When I first listened to ‘Golden’, Lady Antebellum’s new album from which ‘Goodbye Town’ is the second single, I was significantly underwhelmed. True, I prefer music with a bit more twang and grit than is typically expected of Lady Antebellum, but I had enjoyed ‘Downtown’ and was hoping for more sass from their fourth record. However, ‘Goodbye Town’ accurately reflects an album which has few stand-out tracks, this one in particular not being one of them. I was surprised that this was to be the single, therefore, and disappointed that they chose to release a bland, predictable soft rock ballad over some of the more interesting songs on ‘Golden’.
It would probably be correct to assume that most of their fans will lap up ‘Goodbye Town’, as it does much of what they have done before: an atmosphere and guitar-led song about angsty love/heartbreak, with fairy standard lyrics that every teenage girl can post in a picture on their Tumblr with some romanticized imagery. In fact, much of the song musically reminds me of a single from their first album, ‘I Run To You’. If Lady A were looking to release a heartbreak ballad, they could have chosen ‘It Ain’t Pretty’, or if they were looking for something fuller production but similar tempo, ‘Get To Me’ is a fairly solid track.

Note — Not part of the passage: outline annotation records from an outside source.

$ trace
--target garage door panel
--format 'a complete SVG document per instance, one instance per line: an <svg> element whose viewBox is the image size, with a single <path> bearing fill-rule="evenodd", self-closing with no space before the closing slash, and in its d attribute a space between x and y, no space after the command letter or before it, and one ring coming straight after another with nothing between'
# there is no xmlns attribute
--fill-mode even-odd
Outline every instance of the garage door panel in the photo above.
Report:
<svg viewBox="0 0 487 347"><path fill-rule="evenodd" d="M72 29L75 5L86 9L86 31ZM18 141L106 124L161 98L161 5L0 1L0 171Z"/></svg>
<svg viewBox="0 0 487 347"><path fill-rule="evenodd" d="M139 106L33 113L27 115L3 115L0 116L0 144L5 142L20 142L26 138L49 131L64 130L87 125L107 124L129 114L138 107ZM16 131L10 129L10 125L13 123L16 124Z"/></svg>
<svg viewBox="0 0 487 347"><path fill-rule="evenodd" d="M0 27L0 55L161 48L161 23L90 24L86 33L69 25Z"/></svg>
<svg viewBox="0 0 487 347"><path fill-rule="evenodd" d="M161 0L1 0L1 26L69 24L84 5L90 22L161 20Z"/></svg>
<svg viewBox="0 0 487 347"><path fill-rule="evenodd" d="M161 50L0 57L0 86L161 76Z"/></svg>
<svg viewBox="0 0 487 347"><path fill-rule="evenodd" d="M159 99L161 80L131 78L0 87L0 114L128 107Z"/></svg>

Lyrically the song is rooted in nostalgia and loss; but it doesn’t delve enough into either on a deep enough level to really impress me. It takes a stab at storytelling too, but ‘Long Teenage Goodbye’, taken from ‘Golden’, does that so much better. It seems to me that ‘Goodbye Town’ is trying to be a lot of things and isn’t quite sure where to diversify, resulting in little more than a few key signifiers of plot and some token lines. It’s clear by the structure of the song, Lady A wanted ‘Goodbye Town’ to be a highlight of their live set, with the elongated outro and feeling of space combined with a choir and focus on guitar parts. However, I don’t think you should release a single simply on the basis on that, and I am disappointed by the blandess of this track. It just bores me, and fades into the background on ‘Golden’.
I’m sure it will be successful due to Lady Antebellum’s fan base and the emotional teenage girl market, looking for a pretty melody and some sad lyrics. As for me, I’m honestly just looking forward to their next release, because this is disappointingly forgettable.